I’m mildly optimistic that none of this will hold up in court, but it still worries me. My wife and I were just in Grand Staircase Escalante in October, and we drove right around Bears Ears too. We could see the namesake buttes from the road we were on. It was just a little too remote even for us though—at least given our time constraints and the fact that we had just come off four consecutive nights without running water. And that is precisely one of the main points of these monuments. They’re remote. They’re wild.

Exploring a Slot Canyon
While in Grand Staircase we talked about how it was an absolutely incredible place, somewhere you wish everyone could experience, yet it wouldn’t be what it is were it any more developed or busy. While part of us would have liked the washboarded, unpaved roads there to be smoother, we were mostly glad they weren’t. It made the place more remote. Part of us wished for better maps and trailmarkers, making it easier to explore the various slot canyons. But we appreciated them as hidden treasures that much more. Part of us wished there had been better signage leading us to the dinosaur footprints, but as it was we had more of an adventure looking for them and we were the only ones in sight.

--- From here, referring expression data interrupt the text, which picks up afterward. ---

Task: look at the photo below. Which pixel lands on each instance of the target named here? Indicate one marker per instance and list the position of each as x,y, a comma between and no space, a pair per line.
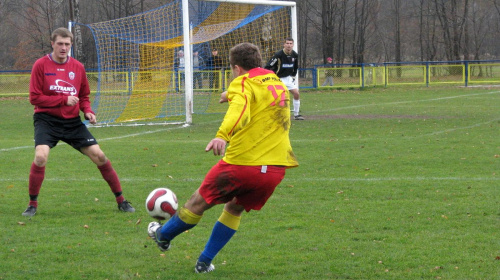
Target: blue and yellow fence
464,73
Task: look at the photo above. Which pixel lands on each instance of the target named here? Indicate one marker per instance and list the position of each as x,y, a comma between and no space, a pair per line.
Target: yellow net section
141,68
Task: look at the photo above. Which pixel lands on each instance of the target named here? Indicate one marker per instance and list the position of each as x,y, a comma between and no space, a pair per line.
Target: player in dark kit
285,63
59,90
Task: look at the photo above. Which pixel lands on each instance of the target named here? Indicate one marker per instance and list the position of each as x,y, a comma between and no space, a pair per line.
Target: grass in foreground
398,183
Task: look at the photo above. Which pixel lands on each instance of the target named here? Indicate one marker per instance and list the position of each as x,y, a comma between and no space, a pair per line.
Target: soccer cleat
30,211
202,267
153,229
126,207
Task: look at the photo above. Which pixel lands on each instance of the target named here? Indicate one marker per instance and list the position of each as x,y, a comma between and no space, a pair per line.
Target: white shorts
289,82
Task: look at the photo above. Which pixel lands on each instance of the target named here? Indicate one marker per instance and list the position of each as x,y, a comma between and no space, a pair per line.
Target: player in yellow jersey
256,127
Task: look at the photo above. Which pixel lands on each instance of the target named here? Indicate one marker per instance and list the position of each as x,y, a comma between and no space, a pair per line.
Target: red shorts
251,185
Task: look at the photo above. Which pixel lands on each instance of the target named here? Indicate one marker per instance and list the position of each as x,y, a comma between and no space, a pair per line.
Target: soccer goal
147,73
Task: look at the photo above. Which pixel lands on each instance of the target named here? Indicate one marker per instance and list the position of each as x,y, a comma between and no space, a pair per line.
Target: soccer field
393,183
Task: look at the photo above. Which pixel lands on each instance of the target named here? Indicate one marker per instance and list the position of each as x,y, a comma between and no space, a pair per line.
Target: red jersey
51,83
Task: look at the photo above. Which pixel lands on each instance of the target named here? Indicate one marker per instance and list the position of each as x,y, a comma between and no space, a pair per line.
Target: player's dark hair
245,55
62,32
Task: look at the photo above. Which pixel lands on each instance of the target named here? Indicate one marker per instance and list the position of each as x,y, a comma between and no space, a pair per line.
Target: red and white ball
161,204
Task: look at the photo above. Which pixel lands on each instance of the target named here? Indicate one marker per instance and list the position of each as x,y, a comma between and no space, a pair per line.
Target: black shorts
49,130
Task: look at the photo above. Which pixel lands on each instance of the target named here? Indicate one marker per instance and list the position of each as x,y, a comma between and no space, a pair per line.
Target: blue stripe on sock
174,227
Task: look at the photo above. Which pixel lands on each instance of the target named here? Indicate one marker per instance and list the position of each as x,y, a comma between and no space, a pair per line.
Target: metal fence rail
344,76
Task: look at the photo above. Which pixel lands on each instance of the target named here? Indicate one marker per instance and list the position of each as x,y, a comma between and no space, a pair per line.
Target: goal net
146,66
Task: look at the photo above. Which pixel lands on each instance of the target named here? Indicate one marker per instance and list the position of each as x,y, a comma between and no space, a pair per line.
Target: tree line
349,31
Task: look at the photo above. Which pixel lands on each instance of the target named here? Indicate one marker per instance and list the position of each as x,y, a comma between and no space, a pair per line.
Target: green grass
396,183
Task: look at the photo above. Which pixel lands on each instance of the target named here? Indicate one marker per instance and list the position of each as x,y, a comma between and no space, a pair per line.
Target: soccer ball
161,204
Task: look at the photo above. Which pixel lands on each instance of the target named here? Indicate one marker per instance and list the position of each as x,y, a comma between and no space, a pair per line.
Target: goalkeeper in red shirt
59,90
256,127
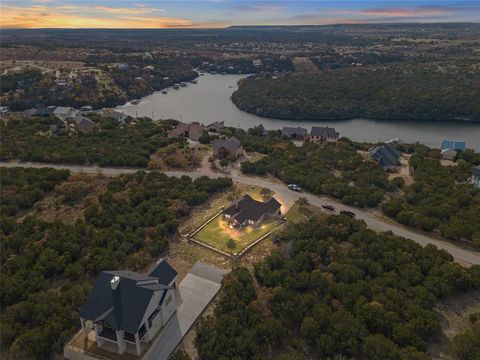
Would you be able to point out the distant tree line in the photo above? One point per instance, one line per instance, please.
(399, 91)
(440, 199)
(342, 291)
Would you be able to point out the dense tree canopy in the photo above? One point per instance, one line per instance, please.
(440, 198)
(401, 91)
(108, 144)
(47, 268)
(342, 291)
(338, 171)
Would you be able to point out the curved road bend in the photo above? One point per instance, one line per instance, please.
(287, 198)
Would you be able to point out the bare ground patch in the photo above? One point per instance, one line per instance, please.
(55, 207)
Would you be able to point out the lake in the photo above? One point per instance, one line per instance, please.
(209, 101)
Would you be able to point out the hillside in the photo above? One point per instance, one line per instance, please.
(401, 91)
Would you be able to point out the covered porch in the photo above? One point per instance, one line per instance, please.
(117, 340)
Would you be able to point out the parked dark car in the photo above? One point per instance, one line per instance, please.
(294, 187)
(348, 213)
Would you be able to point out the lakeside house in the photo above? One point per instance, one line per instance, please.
(119, 116)
(453, 144)
(126, 307)
(83, 124)
(192, 131)
(66, 113)
(250, 212)
(386, 156)
(227, 148)
(324, 135)
(216, 126)
(293, 133)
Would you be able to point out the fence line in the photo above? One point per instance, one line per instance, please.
(205, 223)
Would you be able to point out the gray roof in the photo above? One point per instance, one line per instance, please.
(250, 209)
(385, 155)
(231, 144)
(123, 308)
(319, 131)
(289, 131)
(476, 171)
(217, 125)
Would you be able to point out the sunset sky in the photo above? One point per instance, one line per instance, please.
(220, 13)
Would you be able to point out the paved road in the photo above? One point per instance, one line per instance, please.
(287, 198)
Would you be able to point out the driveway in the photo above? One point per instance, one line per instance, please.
(288, 198)
(197, 290)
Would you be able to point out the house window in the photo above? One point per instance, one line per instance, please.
(151, 317)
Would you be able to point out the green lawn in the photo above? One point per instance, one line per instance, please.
(199, 217)
(297, 215)
(217, 234)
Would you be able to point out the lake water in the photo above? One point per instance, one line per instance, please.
(209, 101)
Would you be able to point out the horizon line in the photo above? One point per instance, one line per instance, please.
(258, 25)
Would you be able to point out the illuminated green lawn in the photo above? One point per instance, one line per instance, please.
(217, 234)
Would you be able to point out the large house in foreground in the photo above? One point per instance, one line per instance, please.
(476, 176)
(250, 212)
(386, 156)
(128, 307)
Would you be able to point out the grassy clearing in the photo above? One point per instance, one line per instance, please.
(296, 214)
(205, 212)
(218, 233)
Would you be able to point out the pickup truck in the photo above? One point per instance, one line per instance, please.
(329, 207)
(347, 212)
(294, 187)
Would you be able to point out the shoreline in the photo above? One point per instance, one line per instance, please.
(401, 120)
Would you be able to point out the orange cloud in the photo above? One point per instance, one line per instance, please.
(38, 16)
(406, 12)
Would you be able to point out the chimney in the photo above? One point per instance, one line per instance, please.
(114, 282)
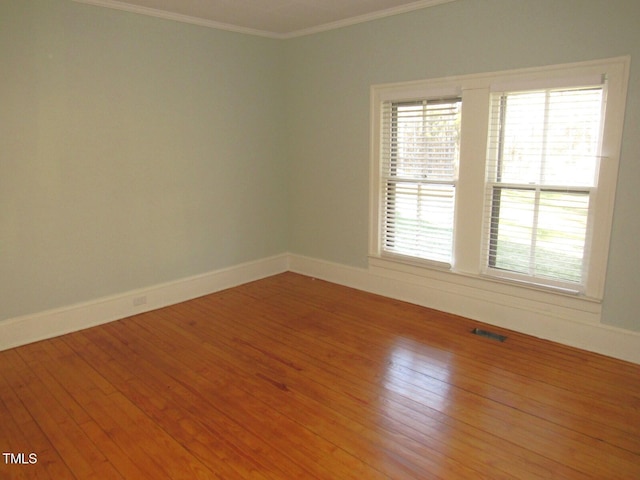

That’s part of the allure of such places. They’re places you can get truly alone and disconnected from everything else going on in the world, at least for a couple days.

Places like Grand Staircase Escalante and Bears Ears are also religiously significant for indigenous peoples, and anyone who professes to care about freedom of religion really has to care about this too. As it is, I find it deeply ironic that the party touting itself as a champion of religious freedom is leading the backlash against preserving a religiously significant site like Bears Ears, but that’s really another matter for another writer, I think. I can really only suggest reading something written by native people for a better perspective on this entire matter, and a good starting point might be here or here. My only connection to this is that my wife and I were just there a little over a month ago.

Grand Staircase was probably our favorite place we visited on our entire road trip—and that’s competing with Yellowstone and the Grand Canyon. It was silent, it was empty, it was peaceful, and it was utterly beautiful. Reducing it by half is a disturbing precedent to set, and I shudder to think what will become of the place if fossil fuel companies have their way.